Lab 0. Problem Solving Mini-Lab

Author

Jared Joseph & Lindsay Poirier

Note

This lab is based on SDS professor Dr. Lindsay Poirier’s problem solving lab.

Introduction

This lab will introduce you to resources and techniques for problem solving in R. You should reference this lab often throughout the semester for reminders on best practices for addressing errors and getting help.

Click here to access the lab on Github Classroom: Github Classroom Assignment for Lab 0: Problem Solving Mini-Lab

Learning Goals

  • Interpret error messages in R
  • Read R cheatsheets
  • Access R help pages
  • Reference Stack Overflow and other online resources for help

Interpreting Error Messages

R has several ways to communicate with us, the most common of which being error messages. Error messages appear when something doesn’t work as anticipated. It is tempting to see them as denoting failure, but that is not the case. Error messages are a way for R to alert us to potential problems; the real danger comes where R does not tell us when something goes wrong.

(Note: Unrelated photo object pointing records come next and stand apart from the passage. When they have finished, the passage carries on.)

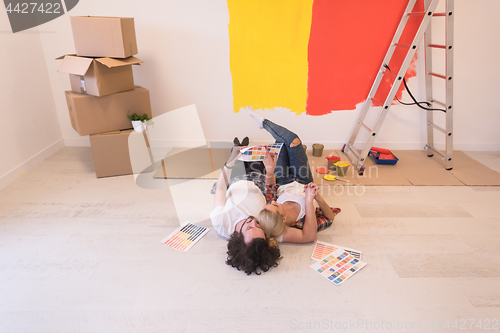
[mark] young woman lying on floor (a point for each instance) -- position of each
(237, 200)
(289, 215)
(251, 244)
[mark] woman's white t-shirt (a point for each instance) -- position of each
(243, 199)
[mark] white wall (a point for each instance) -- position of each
(185, 46)
(30, 131)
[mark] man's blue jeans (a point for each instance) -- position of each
(292, 162)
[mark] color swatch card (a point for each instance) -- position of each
(185, 236)
(322, 249)
(257, 153)
(338, 266)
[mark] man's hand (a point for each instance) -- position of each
(269, 161)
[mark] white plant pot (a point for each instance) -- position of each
(139, 126)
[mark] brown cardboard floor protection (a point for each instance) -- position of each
(413, 168)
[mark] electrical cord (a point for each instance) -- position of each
(413, 98)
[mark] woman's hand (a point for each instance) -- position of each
(310, 191)
(235, 154)
(270, 161)
(314, 187)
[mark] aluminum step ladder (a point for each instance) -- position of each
(357, 157)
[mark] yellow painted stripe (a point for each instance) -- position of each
(268, 53)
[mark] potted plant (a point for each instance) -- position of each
(139, 122)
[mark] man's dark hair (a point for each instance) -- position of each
(257, 254)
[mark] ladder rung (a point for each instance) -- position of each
(389, 74)
(438, 75)
(354, 152)
(416, 13)
(437, 46)
(379, 103)
(438, 102)
(365, 127)
(437, 127)
(402, 45)
(434, 149)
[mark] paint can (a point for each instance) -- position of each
(342, 168)
(331, 162)
(318, 149)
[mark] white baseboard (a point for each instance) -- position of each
(464, 146)
(83, 141)
(15, 173)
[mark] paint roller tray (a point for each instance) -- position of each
(383, 156)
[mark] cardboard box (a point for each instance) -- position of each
(111, 154)
(92, 115)
(99, 77)
(96, 36)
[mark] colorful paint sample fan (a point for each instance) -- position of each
(257, 153)
(184, 237)
(338, 266)
(322, 249)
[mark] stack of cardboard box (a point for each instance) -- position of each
(102, 88)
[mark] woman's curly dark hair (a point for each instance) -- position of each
(258, 254)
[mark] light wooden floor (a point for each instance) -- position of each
(80, 254)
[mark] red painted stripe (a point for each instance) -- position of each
(347, 45)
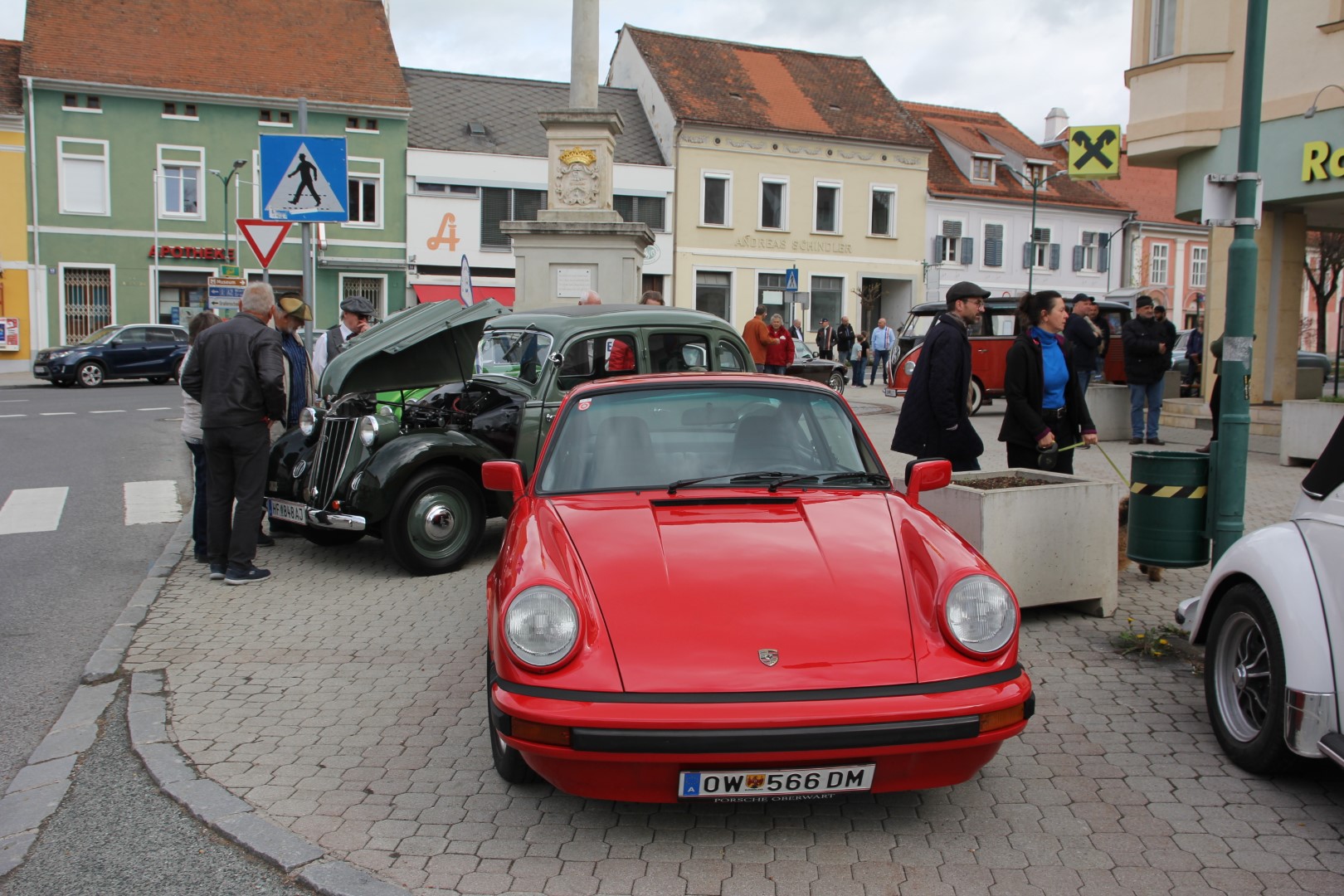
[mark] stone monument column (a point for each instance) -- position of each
(578, 241)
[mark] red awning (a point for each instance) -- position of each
(438, 293)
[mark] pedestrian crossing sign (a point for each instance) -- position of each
(303, 178)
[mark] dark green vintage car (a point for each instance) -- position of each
(414, 406)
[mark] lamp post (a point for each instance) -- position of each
(1035, 184)
(225, 179)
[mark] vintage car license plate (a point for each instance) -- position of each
(773, 783)
(286, 511)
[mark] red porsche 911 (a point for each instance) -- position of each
(709, 590)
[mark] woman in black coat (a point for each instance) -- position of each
(1045, 405)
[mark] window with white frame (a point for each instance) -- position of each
(180, 180)
(774, 203)
(84, 187)
(1163, 43)
(1157, 258)
(717, 199)
(1198, 266)
(882, 218)
(993, 251)
(825, 218)
(366, 192)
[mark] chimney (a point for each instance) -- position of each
(1057, 119)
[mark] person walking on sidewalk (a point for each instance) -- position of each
(1046, 405)
(936, 414)
(880, 340)
(1146, 364)
(236, 373)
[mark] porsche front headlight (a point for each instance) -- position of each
(980, 614)
(541, 626)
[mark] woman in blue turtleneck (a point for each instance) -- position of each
(1045, 405)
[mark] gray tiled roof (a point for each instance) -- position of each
(446, 102)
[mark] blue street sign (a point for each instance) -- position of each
(303, 178)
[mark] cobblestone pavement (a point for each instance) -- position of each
(346, 702)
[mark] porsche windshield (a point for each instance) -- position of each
(709, 436)
(518, 353)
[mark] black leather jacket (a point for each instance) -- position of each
(236, 373)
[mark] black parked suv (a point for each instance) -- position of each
(128, 351)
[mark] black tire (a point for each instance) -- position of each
(437, 522)
(329, 538)
(90, 375)
(1244, 681)
(509, 762)
(977, 397)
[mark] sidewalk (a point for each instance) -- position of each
(344, 700)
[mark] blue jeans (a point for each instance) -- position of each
(879, 360)
(1138, 395)
(197, 507)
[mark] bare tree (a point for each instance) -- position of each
(1324, 265)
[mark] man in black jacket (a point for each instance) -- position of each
(236, 373)
(1146, 363)
(936, 416)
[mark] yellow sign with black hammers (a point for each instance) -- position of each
(1094, 152)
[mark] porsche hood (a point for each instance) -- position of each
(762, 594)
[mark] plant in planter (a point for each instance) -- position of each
(1047, 533)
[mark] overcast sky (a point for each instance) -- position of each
(1018, 58)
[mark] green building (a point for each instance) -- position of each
(139, 112)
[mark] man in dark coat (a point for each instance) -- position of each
(1146, 364)
(936, 416)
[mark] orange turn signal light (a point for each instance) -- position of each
(541, 733)
(1001, 718)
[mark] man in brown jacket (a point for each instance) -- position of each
(757, 336)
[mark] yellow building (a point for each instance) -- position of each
(784, 160)
(15, 345)
(1185, 113)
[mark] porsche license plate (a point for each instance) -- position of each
(773, 783)
(286, 511)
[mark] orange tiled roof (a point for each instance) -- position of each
(336, 51)
(988, 132)
(769, 89)
(11, 95)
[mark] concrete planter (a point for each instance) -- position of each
(1307, 427)
(1109, 409)
(1051, 543)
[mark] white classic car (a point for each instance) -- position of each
(1272, 618)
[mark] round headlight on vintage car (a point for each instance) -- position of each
(308, 421)
(541, 626)
(980, 614)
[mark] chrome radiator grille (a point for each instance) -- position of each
(334, 445)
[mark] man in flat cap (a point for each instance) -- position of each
(355, 314)
(936, 416)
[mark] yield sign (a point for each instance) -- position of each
(264, 236)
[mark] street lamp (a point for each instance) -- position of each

First, it’s important to make some distinctions between the kinds of messages that R presents to us when attempting to run code:

Errors

Terminate a process that we are trying to run in R. They arise when it is not possible for R to continue evaluating a function. Like when we try to add letters together.

Warnings

Don’t terminate a process but are meant to warn us that there may be an issue with our code and its output. They arise when R recognizes potential problems with the code we’ve supplied.

Messages

Also don’t terminate a process and don’t necessarily indicate a problem but simply provide us with more potentially helpful information about the code we’ve supplied.

Check out the differences between an error and a warning in R by reviewing the output in the Console when you run the following code chunks.

Error in R

sum("3", "4")
Error in sum("3", "4"): invalid 'type' (character) of argument

Warning in R

vector1 <- 1:5
vector2 <- 3:6
vector1 + vector2
Warning in vector1 + vector2: longer object length is not a multiple of shorter
object length
[1]  4  6  8 10  8

So what should you do when you get an error message? How should you interpret it? Luckily, there are some clues and standardized components of the message the indicate why R can’t execute the code. Consider the following error message that you received when running the code above:

Error in sum(“3”, “4”) : invalid ‘type’ (character) of argument

There are three things we should pay attention to in this message:

  1. The word “Error” indicates that this code did not run.
  2. The text immediately after the word “in” tells us which specific function did not run.
  3. The text after the colon gives us clues as why the code did not run.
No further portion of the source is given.